Common challenging models include cognitive biases (Confirmation Bias, Overconfidence, Anchoring), risk frameworks (Tail Risk, Black Swan), and structural warnings (Winner's Curse, Survivorship Bias).

Reading challenging results: Pay special attention to the questions. A challenging model's question is designed to puncture a potential illusion. If you cannot answer it confidently, you have found a gap in your analysis.

Process

Models about timing, method, and how to think about the problem itself. These do not argue for or against a direction -- they guide the process of decision-making.

Process models answer questions like: "When should I decide?" (Optionality, Real Options), "How should I structure my analysis?" (First Principles, Inversion), "What information do I need?" (Bayesian Updating, Base Rate).

Reading process results: These are your methodological toolkit. Even if you ignore the supporting and challenging models, the process models tell you how to approach the problem with more rigor.


Graph Integration

When results arrive, the recommended models fire on the 3D graph simultaneously. This creates a visual constellation -- 15 nodes lighting up across the graph space. The camera automatically frames this constellation so you can see the spatial distribution.

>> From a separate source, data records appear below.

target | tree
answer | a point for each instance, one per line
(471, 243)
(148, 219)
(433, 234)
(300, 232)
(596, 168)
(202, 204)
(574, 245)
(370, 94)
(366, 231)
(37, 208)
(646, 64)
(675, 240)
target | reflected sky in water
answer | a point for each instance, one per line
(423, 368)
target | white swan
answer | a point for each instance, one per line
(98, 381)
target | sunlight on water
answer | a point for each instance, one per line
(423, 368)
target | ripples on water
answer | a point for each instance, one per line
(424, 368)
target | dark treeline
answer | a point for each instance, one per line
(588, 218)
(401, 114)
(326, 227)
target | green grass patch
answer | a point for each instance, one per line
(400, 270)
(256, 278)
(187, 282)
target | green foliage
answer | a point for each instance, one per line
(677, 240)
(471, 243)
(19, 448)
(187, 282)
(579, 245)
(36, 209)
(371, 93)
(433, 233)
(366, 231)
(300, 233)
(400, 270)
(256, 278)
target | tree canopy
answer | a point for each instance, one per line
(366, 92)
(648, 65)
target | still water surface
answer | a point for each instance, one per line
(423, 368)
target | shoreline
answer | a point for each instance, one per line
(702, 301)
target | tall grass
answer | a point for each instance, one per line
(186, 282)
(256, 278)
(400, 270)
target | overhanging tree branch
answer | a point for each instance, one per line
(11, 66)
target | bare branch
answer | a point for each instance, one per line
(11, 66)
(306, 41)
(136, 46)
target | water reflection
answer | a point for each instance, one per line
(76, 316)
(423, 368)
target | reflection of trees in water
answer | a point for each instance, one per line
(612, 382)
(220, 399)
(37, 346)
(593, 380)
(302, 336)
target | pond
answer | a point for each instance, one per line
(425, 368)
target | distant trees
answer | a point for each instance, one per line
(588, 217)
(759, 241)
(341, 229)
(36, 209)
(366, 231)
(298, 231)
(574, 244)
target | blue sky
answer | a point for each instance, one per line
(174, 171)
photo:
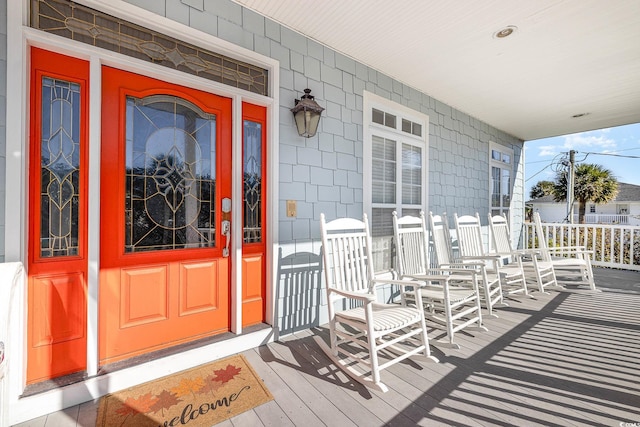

What to observe in the constellation:

  • Cluster: If most recommended models are in one area of the graph, your situation is primarily relevant to a specific discipline or set of closely related ideas.
  • Spread: If recommended models are scattered across the graph, your situation touches multiple disciplines. This is common for complex, multi-dimensional decisions.
  • Bridges: Look for recommended models that sit between clusters. These are the models connecting different aspects of your situation.

Clicking Results

Click any model card in the Oracle results to:

  1. Pan the camera to that model on the graph.
  2. Fire the model with the activation sequence.
  3. Show its connections to other models (including other recommended models).

This lets you explore how your recommended models connect to each other and to the broader graph.

Arrow Key Navigation

Use the arrow keys to cycle through results while in Oracle Mode. Each press highlights the next model card and pans the camera to the corresponding node on the graph. This is a quick way to tour all 15 recommendations.


Interpreting Results

Look for Patterns

Do multiple models point in the same direction? That direction has broad intellectual support. Do supporting and challenging models contradict each other sharply? The tension between them is where the real decision lives.

Weight the Questions

The questions are often more valuable than the stances. A good Oracle question is one you have not asked yourself. If a question makes you uncomfortable or uncertain, that is a signal to dig deeper.

Use the Roles as Structure

The three-role classification gives you a natural decision-making process:

  1. Read the synthesis for the overall framework.
  2. Understand the supporting models: what structural logic argues for this?
  3. Engage with the challenging models: what could go wrong, and what are you missing?
  4. Apply the process models: how should you gather information and structure your analysis?

This sequence forces balanced thinking. Most people skip step 3 naturally (it is uncomfortable to seek out challenges to your preferred direction). The Oracle makes it unavoidable.


Limitations

The Oracle is a tool, not an authority. Its limitations include:

  • No external knowledge: The Oracle reasons only from the 700 models in the Lattice dataset. It does not search the web, access current news, or know about your specific industry.
  • Summary-based reasoning: The model descriptions are brief summaries. Claude reasons about their applicability based on these, not full textbook chapters.
  • Two-pass selection: The 15 models are selected through a two-pass process (shortlist 25 from 700, then deep-analyze 25 to pick 15). While this is more thorough than single-shot, there is no iterative refinement beyond these two passes.
  • No personalization: The Oracle does not learn from your previous queries or adapt to your decision-making style.

These limitations are by design. The Oracle is meant to broaden your thinking, not replace it. It surfaces frameworks you might not have considered, structures them by role, and gives you pointed questions to drive your own analysis.